06/02/2026 | Press release | Distributed by Public on 06/02/2026 06:21
| Item 8.01 |
Other Events. |
On June 2, 2026, Northern Oil and Gas, Inc., a Delaware corporation (the "Company"), filed a prospectus supplement (the "Resale Prospectus Supplement") to the prospectus contained in its effective Registration Statement on Form S-3ASR (File No. 333-296399) covering the resale of up to 3,689,413 shares of the Company's common stock, par value $0.001 per share ("Common Stock"), which may be used by the selling stockholder identified therein to resell shares of Common Stock received by the selling stockholder in connection with the transactions (the "Parallax Acquisition") contemplated by that certain asset purchase and sale agreement, dated May 22, 2026 (the "PSA"), among Parallax Energy Operating Inc., a corporation existing under the laws of the Province of Alberta ("Seller"), NOG Energy Canada, Ltd., a corporation existing under the laws of the Province of Alberta and a wholly owned subsidiary of the Company, and, for certain limited purposes, the Company.
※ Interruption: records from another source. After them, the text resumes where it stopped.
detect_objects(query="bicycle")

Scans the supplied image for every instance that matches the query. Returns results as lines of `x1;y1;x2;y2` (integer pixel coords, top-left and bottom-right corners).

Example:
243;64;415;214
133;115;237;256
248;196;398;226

Pursuant to the terms of the PSA, at the closing of the Parallax Acquisition, the Company and Seller entered into a registration rights agreement, pursuant to which, among other things and subject to certain restrictions, the Company agreed to file with the Securities and Exchange Commission a prospectus supplement registering for resale the shares of Common Stock issued to Seller (or its permitted transferees) upon consummation of the Parallax Acquisition.
The Company is filing this Current Report on Form 8-K to provide the legal opinion as to the validity of the shares of Common Stock covered by the Resale Prospectus Supplement, which opinion is attached hereto as Exhibit 5.1 and is incorporated herein by reference.